3D Modelling of nearshore morphodynamics in a topographically challenging environment

Wednesday 18 July 2018 - 14:00 to 15:00
NOC Liverpool - Nicholson Lecture Theatre (University of Liverpool).
Dr Pushpa Dissanayake (Kiel University, Germany)

Though the models of sediment transport and morphodynamics are reaching a mature stage, applications in different environments still show limitations and complications, which are of interest for the developers as well as for the coastal and ocean modelling community. Two 3D hydrodynamic models, ELCOM (Estuary, Lake and Coastal Ocean Model: [4]) and Delft3D ([5]), were first employed to simulate barotropic- and baroclinic-hydrodynamics in Lake Constance [1]. Main river discharges with temperatures were imposed as point-sources. The model setup had initially a stratified lake with zero current velocities, and was forced by the heterogeneous wind field COSMO (Consortium for Small Scale Modelling, [6]) from National Swiss Weather Service. Heat exchange at the free surface was estimated using the meteorological data from German Weather Service. Model predicted temperatures and currents were compared with the field data (thermistors, ADCP and drifters). The calibrated model of Delft3D was then used to investigate morphodynamics. Simulating nearshore morphodynamics was challenging [3] due to the steep bed gradient (>1:10) of the lake shore compared to the coastal environments (e.g. German North Sea coast, Sefton coast < 1:100). Therefore, different model setups were tested to transform offshore hydrodynamics into the high resolution nearshore model grid. Forcing with a measured storm event (Hs,max ~ 0.5 m), nearshore morphodynamics of Kressbronn Bay [2], was finally simulated (Fig. 1).
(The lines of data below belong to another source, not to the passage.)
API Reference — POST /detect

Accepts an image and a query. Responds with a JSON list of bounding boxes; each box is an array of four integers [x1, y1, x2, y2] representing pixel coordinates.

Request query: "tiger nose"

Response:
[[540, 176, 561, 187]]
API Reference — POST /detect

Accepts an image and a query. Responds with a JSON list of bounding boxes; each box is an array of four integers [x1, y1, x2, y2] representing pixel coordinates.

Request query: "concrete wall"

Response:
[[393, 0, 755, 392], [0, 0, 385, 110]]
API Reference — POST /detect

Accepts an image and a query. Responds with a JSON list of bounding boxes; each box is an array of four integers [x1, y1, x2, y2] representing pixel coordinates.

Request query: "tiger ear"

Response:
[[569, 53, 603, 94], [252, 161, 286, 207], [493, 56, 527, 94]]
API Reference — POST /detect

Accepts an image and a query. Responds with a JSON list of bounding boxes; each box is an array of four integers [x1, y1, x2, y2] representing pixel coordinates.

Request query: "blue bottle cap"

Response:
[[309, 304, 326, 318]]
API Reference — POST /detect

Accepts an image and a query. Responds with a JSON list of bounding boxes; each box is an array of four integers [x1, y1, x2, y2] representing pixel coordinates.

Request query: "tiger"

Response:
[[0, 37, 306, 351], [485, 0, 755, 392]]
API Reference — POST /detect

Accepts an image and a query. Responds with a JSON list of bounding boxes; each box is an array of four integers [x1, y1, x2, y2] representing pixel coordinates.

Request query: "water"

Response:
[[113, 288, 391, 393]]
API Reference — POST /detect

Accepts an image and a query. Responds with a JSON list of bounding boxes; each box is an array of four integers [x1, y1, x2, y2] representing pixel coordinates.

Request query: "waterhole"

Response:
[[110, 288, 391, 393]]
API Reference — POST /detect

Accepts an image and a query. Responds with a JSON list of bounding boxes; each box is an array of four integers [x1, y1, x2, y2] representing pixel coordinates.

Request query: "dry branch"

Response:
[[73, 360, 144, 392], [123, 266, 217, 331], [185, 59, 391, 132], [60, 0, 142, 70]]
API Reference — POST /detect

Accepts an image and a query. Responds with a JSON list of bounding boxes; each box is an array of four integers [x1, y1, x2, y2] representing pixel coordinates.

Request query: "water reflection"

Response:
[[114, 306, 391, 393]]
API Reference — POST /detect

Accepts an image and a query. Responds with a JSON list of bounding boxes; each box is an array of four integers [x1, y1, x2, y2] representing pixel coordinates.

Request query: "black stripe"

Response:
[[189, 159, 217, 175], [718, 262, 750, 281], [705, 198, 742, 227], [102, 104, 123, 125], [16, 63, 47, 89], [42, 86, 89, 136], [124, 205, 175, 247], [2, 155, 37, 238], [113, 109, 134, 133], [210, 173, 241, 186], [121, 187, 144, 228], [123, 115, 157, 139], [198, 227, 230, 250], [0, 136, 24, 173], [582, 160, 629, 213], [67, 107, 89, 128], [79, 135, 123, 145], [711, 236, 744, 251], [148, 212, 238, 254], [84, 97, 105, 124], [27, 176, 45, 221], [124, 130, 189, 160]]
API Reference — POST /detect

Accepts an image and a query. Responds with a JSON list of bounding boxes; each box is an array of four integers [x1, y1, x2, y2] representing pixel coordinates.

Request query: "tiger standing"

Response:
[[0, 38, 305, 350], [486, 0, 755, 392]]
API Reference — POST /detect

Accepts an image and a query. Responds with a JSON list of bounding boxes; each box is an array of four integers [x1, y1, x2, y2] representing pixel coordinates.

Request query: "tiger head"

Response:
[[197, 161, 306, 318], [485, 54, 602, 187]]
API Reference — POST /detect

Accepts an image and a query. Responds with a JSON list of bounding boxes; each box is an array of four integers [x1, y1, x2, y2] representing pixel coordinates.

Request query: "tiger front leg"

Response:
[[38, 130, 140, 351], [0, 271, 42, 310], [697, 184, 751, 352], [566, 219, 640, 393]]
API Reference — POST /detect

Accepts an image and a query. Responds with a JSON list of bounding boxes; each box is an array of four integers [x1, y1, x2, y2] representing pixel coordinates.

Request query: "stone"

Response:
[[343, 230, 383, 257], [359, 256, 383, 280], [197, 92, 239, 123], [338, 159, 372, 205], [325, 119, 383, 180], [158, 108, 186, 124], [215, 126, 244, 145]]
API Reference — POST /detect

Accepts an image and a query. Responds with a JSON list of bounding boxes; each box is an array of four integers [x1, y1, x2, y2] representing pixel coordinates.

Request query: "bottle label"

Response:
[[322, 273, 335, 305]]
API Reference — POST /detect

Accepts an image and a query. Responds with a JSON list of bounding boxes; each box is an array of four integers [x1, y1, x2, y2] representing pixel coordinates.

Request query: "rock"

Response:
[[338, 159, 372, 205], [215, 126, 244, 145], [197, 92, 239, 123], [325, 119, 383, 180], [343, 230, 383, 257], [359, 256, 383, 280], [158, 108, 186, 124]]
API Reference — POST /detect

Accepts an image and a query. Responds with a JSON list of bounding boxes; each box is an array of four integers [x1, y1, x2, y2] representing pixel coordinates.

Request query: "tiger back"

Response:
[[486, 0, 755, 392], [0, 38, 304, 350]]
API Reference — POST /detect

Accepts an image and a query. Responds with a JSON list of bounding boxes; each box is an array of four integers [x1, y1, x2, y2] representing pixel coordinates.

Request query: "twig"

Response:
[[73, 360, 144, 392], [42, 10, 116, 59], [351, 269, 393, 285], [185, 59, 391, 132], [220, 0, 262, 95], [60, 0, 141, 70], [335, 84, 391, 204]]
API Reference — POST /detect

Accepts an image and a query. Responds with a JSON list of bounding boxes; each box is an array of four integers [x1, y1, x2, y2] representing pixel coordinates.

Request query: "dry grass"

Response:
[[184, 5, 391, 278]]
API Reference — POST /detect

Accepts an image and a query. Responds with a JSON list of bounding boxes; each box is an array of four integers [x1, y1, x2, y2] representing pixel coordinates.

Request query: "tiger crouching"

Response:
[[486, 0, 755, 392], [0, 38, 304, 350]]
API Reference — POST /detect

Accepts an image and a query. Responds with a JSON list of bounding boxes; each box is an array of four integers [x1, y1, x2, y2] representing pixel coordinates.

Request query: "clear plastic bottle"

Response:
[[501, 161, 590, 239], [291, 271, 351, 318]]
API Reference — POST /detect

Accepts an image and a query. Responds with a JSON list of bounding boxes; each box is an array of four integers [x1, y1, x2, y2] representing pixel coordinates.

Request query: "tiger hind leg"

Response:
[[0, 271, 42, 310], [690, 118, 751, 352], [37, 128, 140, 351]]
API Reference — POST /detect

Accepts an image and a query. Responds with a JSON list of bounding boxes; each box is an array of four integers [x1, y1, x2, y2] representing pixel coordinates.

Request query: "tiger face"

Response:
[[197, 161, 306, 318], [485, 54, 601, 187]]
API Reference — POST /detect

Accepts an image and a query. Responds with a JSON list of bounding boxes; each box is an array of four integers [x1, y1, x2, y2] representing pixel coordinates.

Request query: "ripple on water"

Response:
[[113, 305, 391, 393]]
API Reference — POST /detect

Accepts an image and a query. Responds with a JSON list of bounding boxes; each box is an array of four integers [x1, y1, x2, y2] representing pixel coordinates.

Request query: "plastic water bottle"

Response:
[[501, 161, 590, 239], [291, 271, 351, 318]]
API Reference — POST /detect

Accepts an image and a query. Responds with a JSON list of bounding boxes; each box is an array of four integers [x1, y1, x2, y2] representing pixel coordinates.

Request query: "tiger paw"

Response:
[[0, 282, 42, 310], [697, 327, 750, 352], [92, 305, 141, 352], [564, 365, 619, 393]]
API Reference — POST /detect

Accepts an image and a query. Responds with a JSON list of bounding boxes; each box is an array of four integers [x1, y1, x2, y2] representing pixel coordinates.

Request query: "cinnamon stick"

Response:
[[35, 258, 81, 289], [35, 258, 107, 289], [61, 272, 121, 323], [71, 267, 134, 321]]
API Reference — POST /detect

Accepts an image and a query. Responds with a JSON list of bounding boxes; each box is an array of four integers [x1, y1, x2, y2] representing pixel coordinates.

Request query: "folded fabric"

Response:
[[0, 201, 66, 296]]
Fig. 1: Location of Kressbronn Bay in Lake Constance, and simulated erosion (m, negative values) and sedimentation (m, positive values) areas along the nearshore

Predicted stratification of both models reasonably agreed with the measured temperatures. Currents at deep layers always had a better agreement with the data than currents at surface layers in both models. Results further indicated that the wave propagation into the bay is independent from the direction of wind approach. The eastern shore area experienced about 0.1 m erosion and sedimentation within the simulated storm period (Fig. 1). This study concludes, both ELCOM and Delft3D have almost similar model skill in generating baroclinic dynamics in Lake Constance. In contrast to the coastal/ocean environments, the model-nesting is a challenging approach to transform offshore hydrodynamics up to the nearshore areas of lakes. This study finally established that a numerical model can be used to investigate the neasrhore morphodynamics of lakes, which is quite novel for the morphodynamic modelling.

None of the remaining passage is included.